After giving away the three doses, Chiesi had nothing more to do with Glybera.

“All product rights were returned to uniQure, and Chiesi is no longer involved in the management of the product,” Chiesi spokesperson Valentina Biagini said.

The drug was given to just 31 people in the entire world, most of whom were treated for free in clinical trials. UniQure has no plans to licence Glybera in Canada or the U.S.

Van Deventer says the company never considered lowering the price.

“Why would we? Pricing shouldn’t be a political decision. It should be a rational decision based on merits and values,” he said. “Hundreds of millions of investor money has gone into the company, and if there is no return for those investments, there will be no new drugs because nobody’s going to do that in the future, right?”

The drug industry is accustomed to failure.
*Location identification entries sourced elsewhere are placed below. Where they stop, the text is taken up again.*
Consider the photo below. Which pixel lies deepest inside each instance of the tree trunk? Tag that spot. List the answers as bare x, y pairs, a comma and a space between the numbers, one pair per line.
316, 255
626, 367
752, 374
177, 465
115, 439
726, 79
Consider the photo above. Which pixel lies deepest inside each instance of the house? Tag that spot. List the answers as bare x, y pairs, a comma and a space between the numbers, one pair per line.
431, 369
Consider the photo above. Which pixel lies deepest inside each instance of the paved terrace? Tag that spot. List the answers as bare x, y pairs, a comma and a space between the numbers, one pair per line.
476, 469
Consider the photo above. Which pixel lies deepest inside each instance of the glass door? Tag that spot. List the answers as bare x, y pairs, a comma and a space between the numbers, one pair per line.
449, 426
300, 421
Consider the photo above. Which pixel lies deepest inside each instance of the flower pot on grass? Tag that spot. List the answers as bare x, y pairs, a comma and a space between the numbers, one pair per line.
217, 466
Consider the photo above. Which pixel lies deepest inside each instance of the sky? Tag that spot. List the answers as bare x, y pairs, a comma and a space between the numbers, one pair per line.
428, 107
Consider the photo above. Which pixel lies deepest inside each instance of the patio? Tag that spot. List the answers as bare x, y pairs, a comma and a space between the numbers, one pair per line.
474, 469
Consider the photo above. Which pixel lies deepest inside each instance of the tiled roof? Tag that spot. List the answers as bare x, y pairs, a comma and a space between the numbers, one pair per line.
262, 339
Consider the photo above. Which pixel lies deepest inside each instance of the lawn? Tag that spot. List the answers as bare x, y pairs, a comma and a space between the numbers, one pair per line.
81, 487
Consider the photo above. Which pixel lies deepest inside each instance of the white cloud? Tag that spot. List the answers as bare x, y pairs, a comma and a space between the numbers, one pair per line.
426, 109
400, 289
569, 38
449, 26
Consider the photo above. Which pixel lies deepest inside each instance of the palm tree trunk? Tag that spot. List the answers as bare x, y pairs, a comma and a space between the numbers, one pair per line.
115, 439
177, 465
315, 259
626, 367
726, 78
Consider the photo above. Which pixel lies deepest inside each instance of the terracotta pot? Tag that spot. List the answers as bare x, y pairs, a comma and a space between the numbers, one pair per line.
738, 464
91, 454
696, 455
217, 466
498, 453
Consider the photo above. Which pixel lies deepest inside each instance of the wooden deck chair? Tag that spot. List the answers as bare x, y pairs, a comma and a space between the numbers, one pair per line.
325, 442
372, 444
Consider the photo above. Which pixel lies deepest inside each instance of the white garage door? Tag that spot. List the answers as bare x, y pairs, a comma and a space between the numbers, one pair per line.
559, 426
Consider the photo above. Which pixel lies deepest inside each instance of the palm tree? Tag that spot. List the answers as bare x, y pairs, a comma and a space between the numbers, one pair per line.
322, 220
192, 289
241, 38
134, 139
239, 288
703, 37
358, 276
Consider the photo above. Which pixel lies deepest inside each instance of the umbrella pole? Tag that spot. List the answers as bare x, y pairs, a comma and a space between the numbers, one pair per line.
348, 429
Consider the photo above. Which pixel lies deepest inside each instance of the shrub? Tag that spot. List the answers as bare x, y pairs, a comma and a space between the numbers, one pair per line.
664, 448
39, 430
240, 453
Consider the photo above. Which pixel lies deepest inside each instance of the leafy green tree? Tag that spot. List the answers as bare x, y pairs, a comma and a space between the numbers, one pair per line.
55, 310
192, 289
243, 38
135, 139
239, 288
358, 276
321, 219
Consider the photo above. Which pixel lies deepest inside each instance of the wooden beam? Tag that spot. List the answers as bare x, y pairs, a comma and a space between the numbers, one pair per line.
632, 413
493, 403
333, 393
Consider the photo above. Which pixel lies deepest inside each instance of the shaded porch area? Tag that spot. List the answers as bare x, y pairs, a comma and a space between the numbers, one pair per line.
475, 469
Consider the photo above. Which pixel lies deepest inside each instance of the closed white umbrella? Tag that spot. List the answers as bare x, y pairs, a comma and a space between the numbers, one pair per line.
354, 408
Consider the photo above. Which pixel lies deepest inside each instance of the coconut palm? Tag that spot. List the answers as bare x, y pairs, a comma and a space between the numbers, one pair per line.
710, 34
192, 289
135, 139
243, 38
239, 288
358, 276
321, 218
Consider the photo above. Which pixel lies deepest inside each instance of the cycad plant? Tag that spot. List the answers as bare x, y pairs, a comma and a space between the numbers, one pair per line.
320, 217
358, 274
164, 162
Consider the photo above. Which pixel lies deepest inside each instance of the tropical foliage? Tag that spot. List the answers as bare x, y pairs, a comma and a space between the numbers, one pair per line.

Only a fraction of drugs in development ever make it to market. But unlike most experimental compounds that end up being too toxic or ineffective, Glybera actually worked. It is still preventing potentially deadly pancreatitis in the patients who were treated.

In a perfect world, van Deventer says, Glybera would still be on the market.

“It’s a shame because it does work and I think people accept that it works and it should have been a product for sure.”

But he said the costs for uniQure were too high.

“You need to maintain the factory, you need to do the paperwork, you need to test the product, you need to make new product batches all the time because product expires,” he said.

“I’m really disappointed that after all the work, and also after having been very much involved with all these patients all that time, that this is the end. It took a long time for me to accept my loss, but eventually, after 15 years, I had to accept my defeat here.”


For Hayden and Kastelein, Glybera remains a career highlight.

“It’s not the perfect ending that I would have liked, but life isn’t always perfect,” Hayden said. “Obviously this is disappointing. At the same time, it’s led to feasibility, proof of concept, for many other approaches that are coming down the line.”

Kastelein remembers being angry when Glybera fizzled in the marketplace, but that feeling has long since passed.

“Because this has taken so long, it kind of wears you out in a way,” he said. “So your anger kind of dissipates with time.”

In the end, Glybera was defeated not by science but by the harsh reality of the drug business. It’s not enough for a drug to be effective; it has to be profitable, too.

“It’s kind of the law of nature,” Kastelein said.

“If it’s not commercially viable to produce a certain therapy, unfortunately, in our Western society, it does not happen.”